The system features a waterproofing membrane sheet, a 1-inch-thick root barrier, 4 inches of insulation, and a 1/2-inch-deep drainage mat with filter fabric. The growing medium itself is 8-1/2-inches deep. Since the lawn is at a significant slope, between flat and a 1:8 pitch, the growing medium incorporates an integrated cellular confinement system, basically an expanded plastic mesh that keeps the soil from rolling down the hill. “We tested a lot of different grasses, looking at things like durability, appearance, water retention,” says FXFowle partner Heidi Blau, AIA. “We wanted something that would be green as long as possible during the year and also comfortable under a bare foot.” They ended up choosing a blend of tall fescue and Kentucky Blue grasses.

While it’s durable enough, the lawn has attracted more visitors than expected and within the first couple of weeks the grass got trampled. To prevent a dirt trail from forming at the favored entry spot, the designers worked with Lincoln Center to set up barriers to change this entry point from time to time, thus giving the grass time to recover. “Grass is a natural material,” Blau says. “It can get destroyed. Lincoln Center is learning as each season goes by how to care for it.”

Measuring the Benefits

As with any piece of building technology or infrastructure, the feasibility of installing a green roof—whether on a new building or as a retrofit—comes down to cost-benefit analysis. One problem with conducting this analysis, however, is that there are no well-defined metrics for understanding the performance characteristics of these systems. For example, green roofs are often cited for improving an enclosure’s insulation values. In reality, you cannot apply an R-value to them because, while a green roof may deliver some insulation when dry, when wet, temperature will move right through. On the other hand, studies at Chicago City Hall have determined that the greening of the roof lowered the air temperature on the roof in summer to 85 F as compared to 110 F on a typical black-tar roof. That means that intake air has to be cooled that much less by the building’s air-conditioning system. “Green roofs will have an ecological benefit from an aggregation of services; there are very few discrete services that will justify the cost,” says horticultural consultant Snodgrass. “Those are things that are hard to calculate. The formula is so long and difficult that engineers just don’t want to think about it.”

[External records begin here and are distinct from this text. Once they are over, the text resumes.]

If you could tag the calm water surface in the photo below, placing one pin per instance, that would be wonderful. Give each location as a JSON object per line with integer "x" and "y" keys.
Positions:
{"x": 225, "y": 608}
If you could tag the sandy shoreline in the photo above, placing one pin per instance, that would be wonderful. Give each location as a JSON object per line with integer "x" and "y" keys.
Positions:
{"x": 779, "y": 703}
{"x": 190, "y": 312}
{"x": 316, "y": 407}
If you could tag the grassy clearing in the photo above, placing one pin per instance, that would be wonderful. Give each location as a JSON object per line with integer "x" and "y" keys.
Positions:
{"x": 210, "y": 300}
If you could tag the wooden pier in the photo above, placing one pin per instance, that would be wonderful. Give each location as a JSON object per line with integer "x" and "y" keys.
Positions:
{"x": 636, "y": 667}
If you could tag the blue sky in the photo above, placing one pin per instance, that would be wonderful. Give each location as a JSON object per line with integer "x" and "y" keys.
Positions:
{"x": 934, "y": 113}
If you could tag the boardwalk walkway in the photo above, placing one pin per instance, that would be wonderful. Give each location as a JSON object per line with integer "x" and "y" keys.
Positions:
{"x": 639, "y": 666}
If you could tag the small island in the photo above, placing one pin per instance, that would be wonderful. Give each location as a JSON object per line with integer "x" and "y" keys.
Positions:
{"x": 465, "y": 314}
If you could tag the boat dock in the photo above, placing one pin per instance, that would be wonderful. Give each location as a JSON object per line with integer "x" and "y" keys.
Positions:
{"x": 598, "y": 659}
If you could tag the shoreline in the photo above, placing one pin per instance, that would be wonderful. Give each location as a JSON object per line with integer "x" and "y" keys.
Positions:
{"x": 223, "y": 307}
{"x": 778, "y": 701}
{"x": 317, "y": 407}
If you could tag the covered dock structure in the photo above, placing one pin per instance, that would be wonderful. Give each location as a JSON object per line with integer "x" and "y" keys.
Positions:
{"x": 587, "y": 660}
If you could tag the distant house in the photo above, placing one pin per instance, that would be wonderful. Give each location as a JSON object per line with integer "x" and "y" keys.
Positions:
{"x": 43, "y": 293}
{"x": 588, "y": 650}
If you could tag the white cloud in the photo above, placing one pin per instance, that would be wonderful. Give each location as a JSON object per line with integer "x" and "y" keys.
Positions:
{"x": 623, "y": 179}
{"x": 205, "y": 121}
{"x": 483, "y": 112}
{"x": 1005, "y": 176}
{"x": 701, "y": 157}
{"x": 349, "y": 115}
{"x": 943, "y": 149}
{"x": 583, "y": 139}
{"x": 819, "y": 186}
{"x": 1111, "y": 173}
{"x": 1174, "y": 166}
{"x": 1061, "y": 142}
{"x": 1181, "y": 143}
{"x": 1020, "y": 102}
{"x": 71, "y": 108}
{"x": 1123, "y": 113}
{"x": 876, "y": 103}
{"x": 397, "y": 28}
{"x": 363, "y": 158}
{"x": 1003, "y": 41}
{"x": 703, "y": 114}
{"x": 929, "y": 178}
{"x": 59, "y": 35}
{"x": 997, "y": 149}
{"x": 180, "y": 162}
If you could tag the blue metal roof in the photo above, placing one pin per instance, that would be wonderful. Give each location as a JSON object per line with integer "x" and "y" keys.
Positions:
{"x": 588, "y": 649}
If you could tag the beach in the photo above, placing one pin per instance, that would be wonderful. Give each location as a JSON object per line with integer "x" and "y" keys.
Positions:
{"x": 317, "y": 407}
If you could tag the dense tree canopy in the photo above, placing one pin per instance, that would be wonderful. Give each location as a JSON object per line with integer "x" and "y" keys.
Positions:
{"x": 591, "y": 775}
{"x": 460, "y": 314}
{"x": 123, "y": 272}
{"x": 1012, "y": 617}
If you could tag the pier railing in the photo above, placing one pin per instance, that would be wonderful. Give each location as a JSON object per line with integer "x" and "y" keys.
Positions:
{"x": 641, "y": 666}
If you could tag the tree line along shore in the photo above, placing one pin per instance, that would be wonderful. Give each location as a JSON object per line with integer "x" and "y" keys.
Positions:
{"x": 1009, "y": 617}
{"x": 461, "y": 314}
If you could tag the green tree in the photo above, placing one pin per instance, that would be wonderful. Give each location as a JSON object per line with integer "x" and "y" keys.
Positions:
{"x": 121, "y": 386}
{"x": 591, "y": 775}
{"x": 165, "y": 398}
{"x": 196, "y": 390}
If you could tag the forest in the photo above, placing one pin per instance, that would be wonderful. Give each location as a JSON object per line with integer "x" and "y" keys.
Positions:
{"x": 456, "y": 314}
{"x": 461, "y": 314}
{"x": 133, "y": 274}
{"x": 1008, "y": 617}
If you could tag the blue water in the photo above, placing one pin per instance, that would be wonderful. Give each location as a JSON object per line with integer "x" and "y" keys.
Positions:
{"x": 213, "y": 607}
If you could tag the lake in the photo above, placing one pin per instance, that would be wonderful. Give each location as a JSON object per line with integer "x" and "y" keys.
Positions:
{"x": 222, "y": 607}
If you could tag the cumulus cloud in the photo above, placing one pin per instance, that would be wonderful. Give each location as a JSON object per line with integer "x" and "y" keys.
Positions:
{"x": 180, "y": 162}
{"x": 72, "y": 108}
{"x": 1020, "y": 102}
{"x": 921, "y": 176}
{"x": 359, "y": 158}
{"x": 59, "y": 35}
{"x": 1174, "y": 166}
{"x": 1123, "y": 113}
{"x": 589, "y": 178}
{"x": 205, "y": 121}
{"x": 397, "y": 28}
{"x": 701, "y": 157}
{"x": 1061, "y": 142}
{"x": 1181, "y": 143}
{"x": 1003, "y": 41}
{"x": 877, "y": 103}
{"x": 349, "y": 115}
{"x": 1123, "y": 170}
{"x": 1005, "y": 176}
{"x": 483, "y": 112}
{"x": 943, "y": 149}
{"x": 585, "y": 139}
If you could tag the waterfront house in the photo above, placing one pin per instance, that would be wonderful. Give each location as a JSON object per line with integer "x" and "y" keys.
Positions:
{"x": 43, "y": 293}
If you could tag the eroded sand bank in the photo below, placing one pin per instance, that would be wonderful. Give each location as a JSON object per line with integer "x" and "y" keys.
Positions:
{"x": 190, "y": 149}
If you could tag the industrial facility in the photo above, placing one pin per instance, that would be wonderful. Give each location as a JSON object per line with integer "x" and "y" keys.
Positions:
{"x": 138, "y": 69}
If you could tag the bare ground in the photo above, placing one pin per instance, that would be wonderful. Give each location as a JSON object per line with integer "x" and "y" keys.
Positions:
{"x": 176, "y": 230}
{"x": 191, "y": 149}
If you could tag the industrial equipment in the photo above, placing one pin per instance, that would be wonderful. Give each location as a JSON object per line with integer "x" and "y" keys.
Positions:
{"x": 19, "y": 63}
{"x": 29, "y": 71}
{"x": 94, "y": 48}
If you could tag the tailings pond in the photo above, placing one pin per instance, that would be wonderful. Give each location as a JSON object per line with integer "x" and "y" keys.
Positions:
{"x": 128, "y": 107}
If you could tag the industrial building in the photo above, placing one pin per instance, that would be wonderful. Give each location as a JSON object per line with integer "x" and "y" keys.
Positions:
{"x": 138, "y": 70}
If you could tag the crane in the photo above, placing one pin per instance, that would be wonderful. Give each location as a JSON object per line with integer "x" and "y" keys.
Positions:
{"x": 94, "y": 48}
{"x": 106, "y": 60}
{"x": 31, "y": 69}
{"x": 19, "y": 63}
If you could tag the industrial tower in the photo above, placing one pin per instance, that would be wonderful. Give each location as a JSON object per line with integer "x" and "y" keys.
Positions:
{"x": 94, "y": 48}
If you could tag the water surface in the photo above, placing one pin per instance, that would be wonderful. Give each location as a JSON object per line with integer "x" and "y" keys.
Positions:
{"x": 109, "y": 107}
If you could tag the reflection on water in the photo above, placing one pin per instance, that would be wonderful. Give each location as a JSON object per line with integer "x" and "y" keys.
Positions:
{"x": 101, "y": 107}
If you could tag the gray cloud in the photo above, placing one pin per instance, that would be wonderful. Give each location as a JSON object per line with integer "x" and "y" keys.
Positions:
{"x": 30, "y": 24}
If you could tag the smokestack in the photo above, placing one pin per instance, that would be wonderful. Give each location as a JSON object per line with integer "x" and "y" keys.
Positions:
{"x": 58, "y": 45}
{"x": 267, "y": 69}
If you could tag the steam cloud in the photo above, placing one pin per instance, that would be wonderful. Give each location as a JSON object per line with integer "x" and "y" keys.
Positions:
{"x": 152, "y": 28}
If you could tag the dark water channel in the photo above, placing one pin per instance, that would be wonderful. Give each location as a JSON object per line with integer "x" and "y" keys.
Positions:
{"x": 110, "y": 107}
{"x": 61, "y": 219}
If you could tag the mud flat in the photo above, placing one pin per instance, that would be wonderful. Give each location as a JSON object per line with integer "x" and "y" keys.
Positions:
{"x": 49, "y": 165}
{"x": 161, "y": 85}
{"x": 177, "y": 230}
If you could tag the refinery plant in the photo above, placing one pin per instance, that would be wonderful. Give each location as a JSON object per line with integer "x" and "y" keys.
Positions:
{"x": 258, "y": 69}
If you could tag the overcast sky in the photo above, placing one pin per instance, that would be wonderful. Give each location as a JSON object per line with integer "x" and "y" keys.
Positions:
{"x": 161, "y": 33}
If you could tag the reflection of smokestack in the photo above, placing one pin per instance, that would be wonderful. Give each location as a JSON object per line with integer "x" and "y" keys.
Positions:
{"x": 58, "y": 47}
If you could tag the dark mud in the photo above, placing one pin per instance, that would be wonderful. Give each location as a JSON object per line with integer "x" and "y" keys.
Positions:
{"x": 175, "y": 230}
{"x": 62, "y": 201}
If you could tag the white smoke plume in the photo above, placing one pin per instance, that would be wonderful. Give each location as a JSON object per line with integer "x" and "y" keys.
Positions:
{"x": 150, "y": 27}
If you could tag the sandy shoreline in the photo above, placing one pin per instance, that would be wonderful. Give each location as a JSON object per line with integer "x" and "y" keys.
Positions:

Perhaps the easiest way to measure the cost-benefit of green roofs is the extra life they lend to the integrity of the shelter. “We did a life-cycle cost analysis of a green roof versus a regular roof,” says Shanstrom of the Target Center project. “It ended up being very close in cost when you considered the extra life span the green roof gave to the roofing membrane. Actually, the green roof was a bit more favorable.”